Modal runs Python functions on serverless GPUs — import modal; app = modal.App("my-app") defines an app. image = modal.Image.debian_slim().pip_install(["torch", "transformers"]) builds the container. @app.function(gpu="A100", memory=16384, timeout=300, image=image) decorates a function to run on Modal GPUs. modal run my_script.py executes locally (running on Modal’s cloud). Deploy: modal deploy my_script.py makes functions persistent.
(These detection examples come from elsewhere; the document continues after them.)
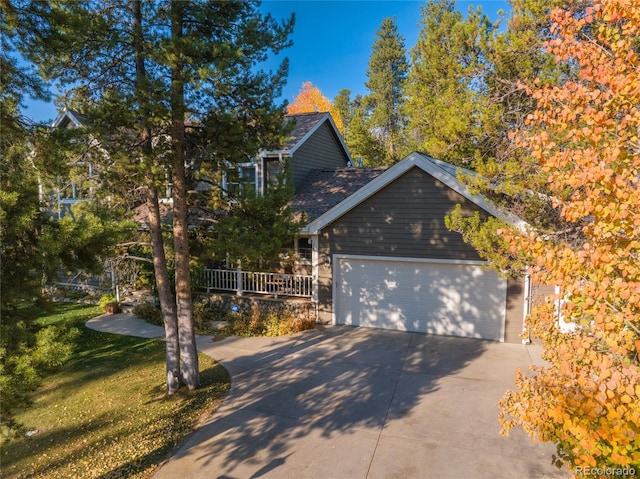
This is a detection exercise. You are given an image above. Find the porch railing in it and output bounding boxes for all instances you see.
[202,269,313,298]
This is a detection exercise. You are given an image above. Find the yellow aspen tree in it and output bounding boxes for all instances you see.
[499,0,640,477]
[287,81,344,134]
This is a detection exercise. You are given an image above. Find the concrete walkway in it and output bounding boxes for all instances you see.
[87,314,568,479]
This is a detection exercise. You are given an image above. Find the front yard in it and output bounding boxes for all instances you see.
[1,305,230,479]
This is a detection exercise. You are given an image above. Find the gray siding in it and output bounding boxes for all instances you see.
[318,168,523,342]
[291,121,349,188]
[322,168,486,260]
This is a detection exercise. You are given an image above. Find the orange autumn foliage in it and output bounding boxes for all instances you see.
[287,81,344,133]
[500,0,640,477]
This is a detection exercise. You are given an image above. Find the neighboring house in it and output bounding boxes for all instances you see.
[293,153,530,342]
[40,110,98,218]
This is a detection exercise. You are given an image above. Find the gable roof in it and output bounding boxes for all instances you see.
[289,167,387,221]
[51,108,86,128]
[302,152,525,235]
[262,111,351,159]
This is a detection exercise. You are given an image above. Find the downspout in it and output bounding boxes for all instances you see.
[522,274,533,344]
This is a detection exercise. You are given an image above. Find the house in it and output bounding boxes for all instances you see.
[292,153,530,342]
[44,109,98,218]
[222,112,353,198]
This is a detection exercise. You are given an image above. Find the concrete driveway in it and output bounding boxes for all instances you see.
[149,327,568,479]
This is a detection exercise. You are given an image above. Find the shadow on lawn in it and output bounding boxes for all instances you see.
[161,327,486,478]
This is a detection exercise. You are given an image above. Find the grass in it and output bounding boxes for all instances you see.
[1,305,230,478]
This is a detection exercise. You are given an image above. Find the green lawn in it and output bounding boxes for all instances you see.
[1,305,230,478]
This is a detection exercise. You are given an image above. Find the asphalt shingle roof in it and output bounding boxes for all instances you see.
[290,167,387,221]
[284,112,327,150]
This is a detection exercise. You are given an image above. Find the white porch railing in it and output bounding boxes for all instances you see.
[202,269,313,298]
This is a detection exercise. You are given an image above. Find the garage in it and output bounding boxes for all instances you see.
[333,255,507,341]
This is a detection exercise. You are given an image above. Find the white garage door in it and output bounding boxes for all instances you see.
[333,255,507,341]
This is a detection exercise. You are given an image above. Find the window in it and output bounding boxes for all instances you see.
[296,238,313,262]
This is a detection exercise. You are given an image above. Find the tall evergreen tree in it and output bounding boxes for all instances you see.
[406,0,495,165]
[365,18,409,163]
[15,0,293,393]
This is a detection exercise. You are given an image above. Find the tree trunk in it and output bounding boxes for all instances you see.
[131,0,180,394]
[171,0,200,390]
[147,187,180,394]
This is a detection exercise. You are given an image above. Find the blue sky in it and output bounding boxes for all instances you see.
[24,0,509,121]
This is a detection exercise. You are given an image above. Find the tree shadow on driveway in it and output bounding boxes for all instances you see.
[156,327,515,478]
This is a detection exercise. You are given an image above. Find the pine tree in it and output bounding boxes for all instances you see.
[16,0,293,392]
[365,18,409,164]
[406,0,495,165]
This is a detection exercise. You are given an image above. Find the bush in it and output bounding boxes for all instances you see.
[193,301,219,334]
[133,301,164,326]
[225,306,315,336]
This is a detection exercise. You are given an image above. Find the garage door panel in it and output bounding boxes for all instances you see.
[335,258,506,340]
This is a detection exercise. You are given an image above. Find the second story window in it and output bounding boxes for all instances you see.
[226,162,256,198]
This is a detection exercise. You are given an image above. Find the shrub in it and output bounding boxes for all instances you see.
[225,306,315,336]
[193,301,219,333]
[133,301,164,326]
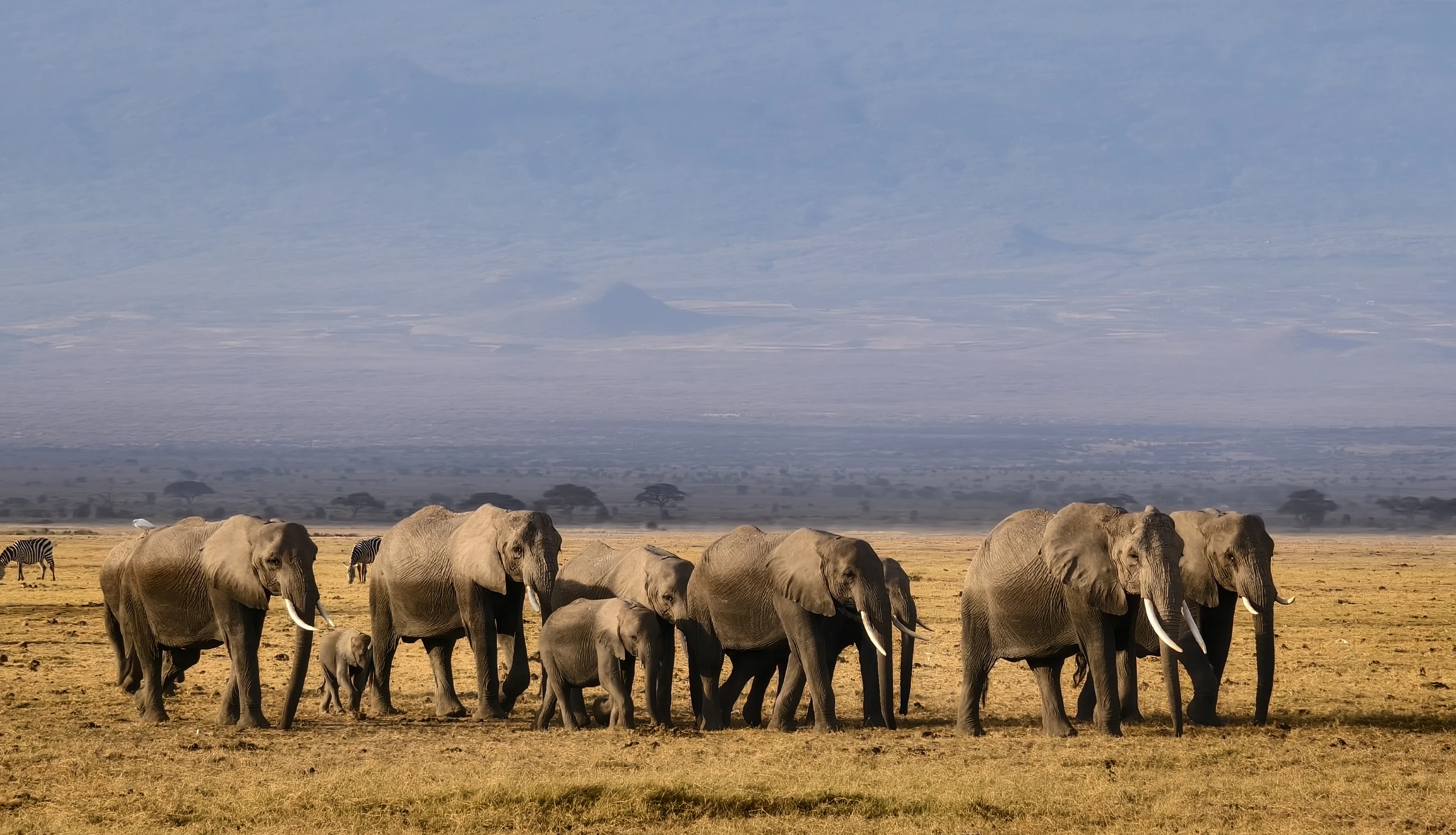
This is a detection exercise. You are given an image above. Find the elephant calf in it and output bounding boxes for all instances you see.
[536,598,673,730]
[319,628,374,719]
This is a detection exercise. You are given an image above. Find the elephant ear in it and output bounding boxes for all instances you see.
[202,516,268,609]
[1169,510,1223,608]
[1041,503,1127,615]
[767,528,840,618]
[450,504,505,594]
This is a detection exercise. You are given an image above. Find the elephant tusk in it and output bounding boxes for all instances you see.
[891,618,935,641]
[1143,598,1182,653]
[283,598,319,633]
[859,609,890,656]
[1184,600,1208,656]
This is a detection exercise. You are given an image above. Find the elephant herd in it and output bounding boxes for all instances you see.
[101,504,1289,736]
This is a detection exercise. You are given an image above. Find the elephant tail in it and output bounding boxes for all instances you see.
[1072,649,1088,690]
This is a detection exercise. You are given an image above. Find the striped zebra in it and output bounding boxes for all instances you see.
[0,536,55,580]
[349,536,379,583]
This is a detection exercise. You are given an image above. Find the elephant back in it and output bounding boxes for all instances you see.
[550,541,623,609]
[370,504,470,585]
[687,524,786,650]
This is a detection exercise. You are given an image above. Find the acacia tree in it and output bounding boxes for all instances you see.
[331,493,384,519]
[542,484,603,516]
[633,484,687,519]
[1375,495,1424,522]
[162,481,217,510]
[1276,489,1340,528]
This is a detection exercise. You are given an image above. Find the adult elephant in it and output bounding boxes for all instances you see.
[956,503,1185,736]
[684,524,895,732]
[368,504,561,720]
[543,542,696,724]
[733,557,930,727]
[1077,510,1293,724]
[102,516,327,728]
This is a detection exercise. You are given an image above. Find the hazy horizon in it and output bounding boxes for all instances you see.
[0,0,1456,447]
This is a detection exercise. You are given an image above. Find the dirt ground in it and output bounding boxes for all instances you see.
[0,530,1456,835]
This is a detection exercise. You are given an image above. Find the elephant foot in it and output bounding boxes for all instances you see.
[1188,702,1223,727]
[237,710,272,730]
[141,708,172,724]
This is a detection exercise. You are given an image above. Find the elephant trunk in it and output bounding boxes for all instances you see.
[855,586,895,730]
[1246,571,1277,724]
[278,579,319,730]
[900,603,920,715]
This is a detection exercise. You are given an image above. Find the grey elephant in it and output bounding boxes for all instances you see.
[1077,510,1293,724]
[536,598,673,730]
[733,557,929,727]
[319,627,374,719]
[956,503,1185,736]
[552,542,696,715]
[368,504,561,720]
[682,524,895,732]
[102,516,327,728]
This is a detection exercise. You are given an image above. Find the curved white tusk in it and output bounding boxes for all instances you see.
[859,609,890,656]
[1184,600,1208,656]
[891,618,935,641]
[283,598,319,633]
[1143,598,1182,653]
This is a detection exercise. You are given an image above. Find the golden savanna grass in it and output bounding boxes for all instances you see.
[0,532,1456,833]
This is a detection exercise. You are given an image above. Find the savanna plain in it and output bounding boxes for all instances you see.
[0,529,1456,833]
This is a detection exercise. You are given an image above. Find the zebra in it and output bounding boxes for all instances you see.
[0,536,55,581]
[349,536,379,583]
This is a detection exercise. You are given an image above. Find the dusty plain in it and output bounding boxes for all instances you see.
[0,529,1456,833]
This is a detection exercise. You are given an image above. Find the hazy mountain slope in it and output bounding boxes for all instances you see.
[0,0,1456,441]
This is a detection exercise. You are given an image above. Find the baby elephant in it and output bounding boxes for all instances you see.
[536,598,673,730]
[319,628,374,719]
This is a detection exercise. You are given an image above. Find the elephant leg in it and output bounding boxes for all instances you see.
[658,620,677,727]
[743,668,773,727]
[769,649,813,733]
[319,669,339,713]
[1077,664,1096,721]
[132,640,169,724]
[1179,589,1239,726]
[1026,657,1077,737]
[565,686,601,727]
[368,583,399,715]
[219,603,272,728]
[162,650,202,697]
[955,600,996,736]
[1117,649,1143,723]
[773,598,838,733]
[460,580,507,721]
[496,628,531,714]
[597,651,636,730]
[1064,594,1123,736]
[424,637,466,717]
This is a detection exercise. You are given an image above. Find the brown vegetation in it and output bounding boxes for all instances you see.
[0,533,1456,833]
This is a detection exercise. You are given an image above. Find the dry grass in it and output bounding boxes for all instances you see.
[0,533,1456,833]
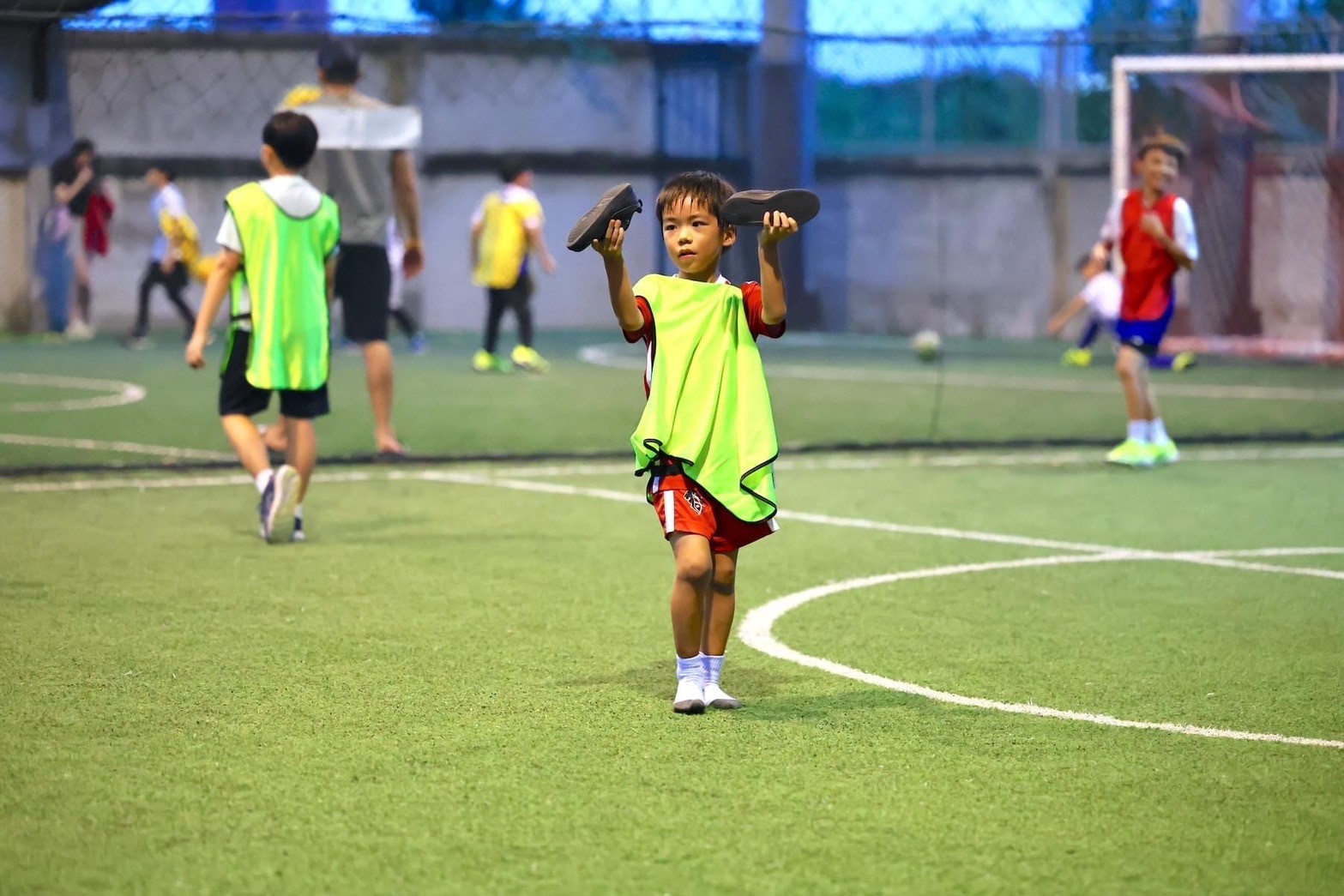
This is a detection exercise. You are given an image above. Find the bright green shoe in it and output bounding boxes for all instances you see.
[1148,439,1180,464]
[510,346,551,374]
[1059,348,1091,367]
[1172,352,1199,372]
[1106,439,1155,467]
[472,348,508,374]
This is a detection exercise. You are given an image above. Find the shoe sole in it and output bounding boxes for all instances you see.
[266,464,298,544]
[564,184,644,253]
[719,189,821,227]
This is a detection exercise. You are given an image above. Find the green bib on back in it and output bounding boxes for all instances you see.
[225,183,340,389]
[630,274,780,522]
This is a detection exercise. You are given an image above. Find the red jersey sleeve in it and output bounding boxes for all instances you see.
[621,296,654,343]
[742,280,789,339]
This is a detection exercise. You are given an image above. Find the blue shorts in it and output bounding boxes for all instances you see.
[1116,303,1176,358]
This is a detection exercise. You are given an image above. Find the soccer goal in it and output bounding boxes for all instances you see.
[1112,54,1344,363]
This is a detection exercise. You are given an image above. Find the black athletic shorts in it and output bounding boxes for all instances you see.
[336,244,393,346]
[219,330,332,420]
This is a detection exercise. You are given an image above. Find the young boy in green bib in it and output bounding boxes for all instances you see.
[187,111,340,541]
[593,172,799,714]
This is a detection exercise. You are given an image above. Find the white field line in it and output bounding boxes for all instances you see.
[578,343,1344,401]
[0,374,145,411]
[4,461,1344,749]
[738,561,1344,749]
[467,445,1344,479]
[0,432,234,460]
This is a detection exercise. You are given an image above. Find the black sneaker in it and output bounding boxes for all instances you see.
[719,189,821,227]
[564,184,644,253]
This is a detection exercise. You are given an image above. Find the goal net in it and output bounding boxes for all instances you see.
[1112,54,1344,364]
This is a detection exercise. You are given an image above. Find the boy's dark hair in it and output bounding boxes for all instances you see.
[261,111,317,171]
[1074,251,1110,274]
[654,171,737,227]
[317,38,359,86]
[498,156,531,184]
[1138,126,1190,164]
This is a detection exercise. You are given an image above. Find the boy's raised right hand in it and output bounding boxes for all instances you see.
[593,218,625,261]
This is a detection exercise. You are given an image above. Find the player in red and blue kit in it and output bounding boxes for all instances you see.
[1093,132,1199,467]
Web endpoint: @app.function(gpu="T4"); @modal.web_endpoint(method="POST") creates an HTTPS URL. fn.remote(args) calls a deployed function from Python or TypeScript (via subprocess or REST). fn.map(items) runs a function in parallel over a list — ideal for batch inference. fn.for_each(items) is the streaming variant. modal.Volume.from_name("weights-vol", create_if_missing=True) persists files across runs for model caching. Scheduled: @app.cron("0 6 * * *") runs on a schedule. Custom image: modal.Image.from_registry("nvcr.io/nvidia/pytorch:24.01-py3").pip_install(...). TypeScript calls Modal via REST: deployed web endpoints have plain HTTPS URLs. Claude Code generates Modal GPU inference APIs, batch processing pipelines, and fine-tuning jobs.
CLAUDE.md for Modal
## Modal Stack
- Language: Python 3.11+, modal SDK >= 0.64
- App: app = modal.App("my-app")
- Image: image = modal.Image.debian_slim().pip_install(["torch==2.3.0", "transformers", "accelerate"])
- GPU function: @app.function(gpu="A10G", memory=20480, timeout=600, image=image)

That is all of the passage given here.